The advantage is that they allow 100% control of the capital. At the time of requesting a loan, entities value the entrepreneur to present a viable business plan, with a well-reasoned expense and income hypothesis.
They also appreciate that the entrepreneur himself writes the project and that it’s not a mere copy.
This term means starting a company without external help while investing your savings and minimizing expenses.
In this case, you have to make controlled investments, but they give you a lot of information, such as the first versions of the product.
Ideally, get the first income through tactics such as guerrilla sales.
4. Family & Friends
Using this alternative, allows you to obtain amounts that are not negligible quickly and with much less demanding requirements than those imposed by a bank or a professional investor.
Also, the conditions tend to be laxer in terms of repayment terms and interest. Funds can even be obtained for free by a kind of donation or a zero-rate investment.
The most apparent danger is that if the company does not succeed (95% close in the first three years, according to statistics), a family split is generated to happen.

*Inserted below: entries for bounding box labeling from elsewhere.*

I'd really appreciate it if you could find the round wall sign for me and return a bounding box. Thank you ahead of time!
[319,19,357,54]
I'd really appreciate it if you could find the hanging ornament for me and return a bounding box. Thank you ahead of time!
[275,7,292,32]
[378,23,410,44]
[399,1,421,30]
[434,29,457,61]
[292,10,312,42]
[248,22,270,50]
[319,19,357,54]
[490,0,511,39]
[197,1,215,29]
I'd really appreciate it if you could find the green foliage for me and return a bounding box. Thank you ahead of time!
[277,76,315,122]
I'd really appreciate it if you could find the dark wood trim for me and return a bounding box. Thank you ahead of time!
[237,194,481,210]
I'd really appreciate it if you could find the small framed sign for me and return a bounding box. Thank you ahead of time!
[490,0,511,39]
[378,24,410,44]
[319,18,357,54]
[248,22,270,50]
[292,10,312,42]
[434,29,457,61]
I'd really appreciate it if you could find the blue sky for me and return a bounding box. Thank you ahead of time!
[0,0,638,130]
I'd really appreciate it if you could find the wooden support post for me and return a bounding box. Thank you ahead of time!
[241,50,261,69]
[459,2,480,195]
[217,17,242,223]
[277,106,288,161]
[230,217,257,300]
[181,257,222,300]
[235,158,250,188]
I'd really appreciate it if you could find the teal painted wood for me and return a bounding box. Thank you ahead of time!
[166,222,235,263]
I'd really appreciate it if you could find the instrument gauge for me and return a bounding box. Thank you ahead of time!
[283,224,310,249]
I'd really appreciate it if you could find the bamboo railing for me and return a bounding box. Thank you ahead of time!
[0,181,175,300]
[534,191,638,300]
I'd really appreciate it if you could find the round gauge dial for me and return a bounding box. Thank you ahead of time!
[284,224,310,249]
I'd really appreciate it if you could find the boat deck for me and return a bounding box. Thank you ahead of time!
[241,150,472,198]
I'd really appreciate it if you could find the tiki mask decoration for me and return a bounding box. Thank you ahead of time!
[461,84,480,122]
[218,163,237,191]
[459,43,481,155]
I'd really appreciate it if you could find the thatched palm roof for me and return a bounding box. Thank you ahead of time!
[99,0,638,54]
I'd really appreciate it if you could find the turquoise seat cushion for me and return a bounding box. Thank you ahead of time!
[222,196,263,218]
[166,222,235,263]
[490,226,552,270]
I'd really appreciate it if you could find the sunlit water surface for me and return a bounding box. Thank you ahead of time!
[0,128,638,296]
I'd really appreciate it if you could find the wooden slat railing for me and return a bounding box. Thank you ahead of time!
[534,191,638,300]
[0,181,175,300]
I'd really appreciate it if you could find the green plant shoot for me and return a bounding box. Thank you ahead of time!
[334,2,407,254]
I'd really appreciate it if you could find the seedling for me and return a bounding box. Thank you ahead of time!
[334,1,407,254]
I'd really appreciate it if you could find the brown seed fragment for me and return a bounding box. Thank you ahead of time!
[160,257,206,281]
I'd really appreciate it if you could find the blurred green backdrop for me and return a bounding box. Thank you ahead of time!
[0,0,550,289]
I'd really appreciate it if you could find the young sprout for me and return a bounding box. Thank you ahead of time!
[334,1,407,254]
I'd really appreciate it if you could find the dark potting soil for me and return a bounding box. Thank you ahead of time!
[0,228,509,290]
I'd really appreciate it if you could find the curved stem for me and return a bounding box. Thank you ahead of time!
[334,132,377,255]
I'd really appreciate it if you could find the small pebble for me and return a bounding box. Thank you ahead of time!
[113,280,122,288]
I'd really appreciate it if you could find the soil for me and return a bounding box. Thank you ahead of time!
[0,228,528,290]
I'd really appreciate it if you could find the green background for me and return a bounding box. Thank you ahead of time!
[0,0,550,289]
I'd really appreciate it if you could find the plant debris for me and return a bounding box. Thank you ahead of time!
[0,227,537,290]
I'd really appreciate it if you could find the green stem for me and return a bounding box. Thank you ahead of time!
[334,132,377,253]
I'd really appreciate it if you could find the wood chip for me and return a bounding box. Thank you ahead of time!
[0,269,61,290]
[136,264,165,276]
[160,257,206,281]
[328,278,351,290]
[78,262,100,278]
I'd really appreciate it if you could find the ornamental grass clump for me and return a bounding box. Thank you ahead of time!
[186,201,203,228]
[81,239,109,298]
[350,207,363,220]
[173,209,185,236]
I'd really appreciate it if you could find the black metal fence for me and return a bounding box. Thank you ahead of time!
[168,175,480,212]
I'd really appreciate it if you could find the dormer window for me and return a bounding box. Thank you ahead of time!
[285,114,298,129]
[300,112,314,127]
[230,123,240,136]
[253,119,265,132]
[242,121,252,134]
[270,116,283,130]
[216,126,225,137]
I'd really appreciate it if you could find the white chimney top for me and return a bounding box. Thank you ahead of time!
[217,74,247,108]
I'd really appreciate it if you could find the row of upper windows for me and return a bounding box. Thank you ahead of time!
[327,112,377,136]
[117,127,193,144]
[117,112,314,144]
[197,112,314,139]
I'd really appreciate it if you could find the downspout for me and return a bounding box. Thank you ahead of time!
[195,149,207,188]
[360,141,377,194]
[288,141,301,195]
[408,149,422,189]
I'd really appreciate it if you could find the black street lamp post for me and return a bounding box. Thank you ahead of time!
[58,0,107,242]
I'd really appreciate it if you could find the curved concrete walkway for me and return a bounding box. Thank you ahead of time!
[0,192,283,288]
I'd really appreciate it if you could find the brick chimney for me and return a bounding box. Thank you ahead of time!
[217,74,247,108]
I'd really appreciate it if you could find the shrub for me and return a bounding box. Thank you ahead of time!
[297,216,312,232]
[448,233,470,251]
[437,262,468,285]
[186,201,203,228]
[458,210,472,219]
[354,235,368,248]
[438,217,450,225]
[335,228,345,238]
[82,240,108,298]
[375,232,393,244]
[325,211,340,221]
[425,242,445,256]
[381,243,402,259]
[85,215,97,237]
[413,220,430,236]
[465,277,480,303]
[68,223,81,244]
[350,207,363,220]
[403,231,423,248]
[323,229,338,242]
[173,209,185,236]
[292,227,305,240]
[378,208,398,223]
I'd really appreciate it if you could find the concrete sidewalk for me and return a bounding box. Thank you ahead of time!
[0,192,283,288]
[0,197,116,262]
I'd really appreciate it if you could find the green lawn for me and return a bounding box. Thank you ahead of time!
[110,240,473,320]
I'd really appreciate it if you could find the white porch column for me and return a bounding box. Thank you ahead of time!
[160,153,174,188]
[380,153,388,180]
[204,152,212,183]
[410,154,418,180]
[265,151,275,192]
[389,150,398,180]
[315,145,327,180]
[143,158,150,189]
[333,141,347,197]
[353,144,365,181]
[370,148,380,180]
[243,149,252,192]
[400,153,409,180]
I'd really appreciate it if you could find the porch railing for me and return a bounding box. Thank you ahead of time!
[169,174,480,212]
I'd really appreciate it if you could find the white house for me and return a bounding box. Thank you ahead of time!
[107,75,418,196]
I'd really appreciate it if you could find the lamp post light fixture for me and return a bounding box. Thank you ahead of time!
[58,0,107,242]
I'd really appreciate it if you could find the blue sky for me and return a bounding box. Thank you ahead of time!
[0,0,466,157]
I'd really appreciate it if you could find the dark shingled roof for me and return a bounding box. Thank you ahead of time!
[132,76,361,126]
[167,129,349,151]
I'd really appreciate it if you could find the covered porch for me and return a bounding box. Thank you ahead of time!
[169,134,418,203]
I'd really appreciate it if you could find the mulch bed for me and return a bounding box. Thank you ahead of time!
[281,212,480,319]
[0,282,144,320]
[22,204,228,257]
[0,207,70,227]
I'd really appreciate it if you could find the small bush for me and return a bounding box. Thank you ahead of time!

Since you will want to avoid that scenario, it is essential to understand the risks well and present a serious business plan.
5. Public Finance Authority
Another option is to request the help of a public body, either in the form of grants or soft loans.
These entities generally offer various aids for start-up companies, especially for those scalable and technology-cutting or with a social or environmental component.
Experts value this resource but recommend that it not be the only source of funding.
That a prestigious investor contributes money to the project is usually worth more than half of the capital invested. That, of course, can only pay up in the future.
This option allows for obtaining funds through a multitude of small investors.
Depending on the platform chosen and the project in question, they can invest selflessly or in exchange for a reward or a share in the capital. Crowdfunding organizations can also make a loan in exchange for interest.
It is a fast and easily accessible way of financing for the entrepreneur, which is regulated and supervised by the state.
7. Angel Investors
If the first business metrics accompany, you can also open a round of financing between professional investors or use investment angels or venture capital funds.
These investors not only provide money. They are also specialists in the sector and can provide valuable knowledge and contacts.
If you decide to attract them, it should be remembered that “investors invest in lines and not in points. They are not attracted to sporadic and timely data. They seek a continuous relationship over time.
There are numerous ways to achieve the goal that you are having in your mind at the moment, with patience and time, the right answer will be found.
Various different sources of financing can fuel up your business idea, but at the end of the day, it’s best if you consult the financing professional to give you the final word.
And of course, if you haven’t done so before, head over to SBA (Small Business Administration) website and check out what are the conditions for requesting a loan or investment fund for your case.